Une journaliste française rencontre Salvador Dali à plusieurs reprises pour un projet de documentaire. 

Critique du film

Seulement quelques mois après nous avoir raconté la révolution d’un spectateur dans une salle de théâtre, le stakhanoviste de l’absurde Quentin Dupieux revient avec un projet d’envergure : dédier un film autour de la figure du surréalisme Salvador Dali. Un anti-biopic décalé, où l’inconscient amuse et interpelle sur le mythe de l’artiste.

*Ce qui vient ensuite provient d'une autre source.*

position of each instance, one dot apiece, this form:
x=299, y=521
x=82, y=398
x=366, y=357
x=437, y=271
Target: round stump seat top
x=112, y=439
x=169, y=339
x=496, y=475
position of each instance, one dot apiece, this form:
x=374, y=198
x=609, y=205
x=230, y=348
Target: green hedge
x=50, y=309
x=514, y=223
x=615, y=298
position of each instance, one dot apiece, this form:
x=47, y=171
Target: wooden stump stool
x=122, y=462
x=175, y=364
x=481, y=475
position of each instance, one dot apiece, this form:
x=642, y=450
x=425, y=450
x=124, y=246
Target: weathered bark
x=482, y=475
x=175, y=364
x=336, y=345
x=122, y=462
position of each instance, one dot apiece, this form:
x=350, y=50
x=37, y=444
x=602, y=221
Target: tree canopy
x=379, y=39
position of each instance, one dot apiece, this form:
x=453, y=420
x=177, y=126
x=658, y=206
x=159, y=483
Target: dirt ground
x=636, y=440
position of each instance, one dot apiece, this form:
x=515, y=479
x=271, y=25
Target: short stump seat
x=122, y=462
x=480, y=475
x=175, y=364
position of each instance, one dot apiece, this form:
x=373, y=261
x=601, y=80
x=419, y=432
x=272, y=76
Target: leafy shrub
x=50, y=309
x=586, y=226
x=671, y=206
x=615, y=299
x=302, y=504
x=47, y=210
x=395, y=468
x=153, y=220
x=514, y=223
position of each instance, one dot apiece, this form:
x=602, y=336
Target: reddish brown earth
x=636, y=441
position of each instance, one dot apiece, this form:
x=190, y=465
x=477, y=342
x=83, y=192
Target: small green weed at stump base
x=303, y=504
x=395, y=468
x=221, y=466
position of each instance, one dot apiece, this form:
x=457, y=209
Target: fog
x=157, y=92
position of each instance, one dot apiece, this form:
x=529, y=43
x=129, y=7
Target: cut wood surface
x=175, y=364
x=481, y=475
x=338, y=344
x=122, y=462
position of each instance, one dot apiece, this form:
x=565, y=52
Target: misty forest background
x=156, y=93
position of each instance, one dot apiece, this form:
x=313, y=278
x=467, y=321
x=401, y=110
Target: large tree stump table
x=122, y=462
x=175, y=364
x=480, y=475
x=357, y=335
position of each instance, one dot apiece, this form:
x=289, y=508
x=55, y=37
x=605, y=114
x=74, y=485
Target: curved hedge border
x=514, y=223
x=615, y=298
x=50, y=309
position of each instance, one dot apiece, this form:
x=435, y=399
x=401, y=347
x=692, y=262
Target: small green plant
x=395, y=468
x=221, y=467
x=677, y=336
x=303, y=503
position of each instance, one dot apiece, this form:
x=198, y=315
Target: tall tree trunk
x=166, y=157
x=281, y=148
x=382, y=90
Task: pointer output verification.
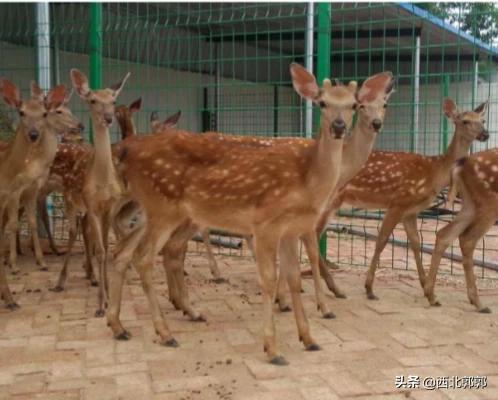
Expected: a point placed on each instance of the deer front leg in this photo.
(444, 238)
(290, 269)
(468, 241)
(30, 208)
(410, 225)
(391, 218)
(265, 250)
(213, 265)
(311, 244)
(124, 251)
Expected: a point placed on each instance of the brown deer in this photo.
(100, 188)
(25, 162)
(476, 178)
(372, 101)
(405, 183)
(273, 193)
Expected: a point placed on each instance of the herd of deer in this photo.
(273, 191)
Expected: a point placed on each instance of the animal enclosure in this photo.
(225, 66)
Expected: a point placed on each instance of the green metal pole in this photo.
(446, 85)
(323, 69)
(95, 40)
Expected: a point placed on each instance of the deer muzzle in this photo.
(377, 124)
(338, 127)
(483, 136)
(33, 135)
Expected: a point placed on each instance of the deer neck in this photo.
(458, 148)
(127, 128)
(325, 163)
(357, 148)
(102, 167)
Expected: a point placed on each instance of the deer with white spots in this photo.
(404, 184)
(476, 178)
(96, 190)
(273, 193)
(25, 162)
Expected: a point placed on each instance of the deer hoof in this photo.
(313, 347)
(170, 343)
(99, 313)
(12, 306)
(329, 315)
(125, 335)
(279, 361)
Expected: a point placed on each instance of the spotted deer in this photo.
(273, 193)
(476, 178)
(371, 105)
(25, 161)
(98, 190)
(404, 184)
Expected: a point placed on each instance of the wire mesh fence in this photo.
(225, 66)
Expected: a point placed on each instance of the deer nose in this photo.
(108, 119)
(33, 135)
(339, 126)
(377, 124)
(483, 136)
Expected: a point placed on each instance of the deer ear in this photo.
(10, 93)
(135, 106)
(119, 85)
(36, 92)
(304, 82)
(80, 83)
(55, 97)
(450, 108)
(481, 108)
(172, 120)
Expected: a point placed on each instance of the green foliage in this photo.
(477, 19)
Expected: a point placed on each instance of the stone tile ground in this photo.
(53, 347)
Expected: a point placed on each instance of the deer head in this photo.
(34, 115)
(124, 116)
(469, 125)
(337, 103)
(157, 126)
(102, 101)
(372, 100)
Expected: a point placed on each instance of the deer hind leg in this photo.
(87, 243)
(410, 225)
(123, 256)
(311, 244)
(444, 238)
(468, 241)
(213, 265)
(391, 218)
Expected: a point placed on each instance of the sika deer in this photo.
(100, 187)
(25, 161)
(476, 177)
(404, 183)
(277, 198)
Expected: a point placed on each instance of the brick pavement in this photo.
(53, 347)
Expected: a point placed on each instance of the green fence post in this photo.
(446, 85)
(323, 69)
(95, 40)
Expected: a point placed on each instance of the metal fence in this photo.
(225, 66)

Un pneu qui tue par le biais de la pensée, un homme de Melun qui interrompant les règles de bienséance au théâtre, un barracuda sur une poêle qui raconte une histoire à un Power Rangers : toutes ces situations étranges imaginées par Quentin Dupieux auraient eu leur place dans le mouvement surréaliste. Rien de plus cohérent que de retrouver la mythique figure de Dali au sein de son cinéma. Et pour représenter l’une des égéries du surréalisme à l’écran, le cinéaste ne va pas faire les choses à moitié : pas moins de cinq comédiens vont incarner l’artiste. Edouard Baer, Jonathan Cohen, Pio Marmai, Gilles Lellouche et Didier Flamand s’amusent alors à jouer une seule et même personnalité commune en incarnant Dali. Rien ne change, et pourtant tout change. De manière paradoxale, ce changement de casting, qui ne pourrait pas avoir de sens tant ils jouent tous de la même manière, suit la logique suivante : tout le monde peut être Dali. Tout le monde peut être un artiste et obtenir la même renommée qu’un artiste de légende. 

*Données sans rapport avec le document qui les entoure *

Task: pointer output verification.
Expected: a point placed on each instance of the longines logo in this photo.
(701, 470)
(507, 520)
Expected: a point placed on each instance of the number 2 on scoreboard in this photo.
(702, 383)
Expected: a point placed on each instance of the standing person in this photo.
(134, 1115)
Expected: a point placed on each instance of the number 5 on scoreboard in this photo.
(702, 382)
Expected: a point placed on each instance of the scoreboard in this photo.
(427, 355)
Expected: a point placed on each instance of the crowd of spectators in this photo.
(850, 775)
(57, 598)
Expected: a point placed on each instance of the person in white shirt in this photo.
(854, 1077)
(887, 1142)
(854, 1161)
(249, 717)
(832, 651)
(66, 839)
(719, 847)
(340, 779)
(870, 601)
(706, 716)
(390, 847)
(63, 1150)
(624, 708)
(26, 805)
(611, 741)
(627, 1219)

À côté de l’absurdité toujours bien huilée du cinéaste, notamment lorsqu’il est question d’un running-gag bunuelien fondé par le rêve étrange d’un prêtre, il y a ce propos en fil rouge, assez touchant, sur la faculté de créer quelque chose. Une ex-pharmacienne devenue journaliste (jouée par Anaïs Demoustier, pour sa quatrième collaboration avec le réalisateur), décide de partir à la rencontre de Dali pour d’abord écrire un article, puis faire un documentaire avec « la plus grosse caméra » par la suite.

dali dupieux

Ce postulat apparaît comme un prolongement d’une thèse montrée dans Yannick ; face à une institution ou une célébrité, n’importe quel individu devrait pouvoir tenter sa chance dans l’art. Dans ce propos dilué dans une absurdité amusante, les angoisses et troubles du monde pointent subitement le bout de leur nez. Notamment lorsqu’il va falloir confronter l’idéalisme de la journaliste à la toxicité d’un artiste érigé en une sorte de divinité mégalomaniaque, ou bien du patriarcat dans l’industrie du cinéma français (Romain Duris, en très grande forme pour jouer un producteur imbuvable).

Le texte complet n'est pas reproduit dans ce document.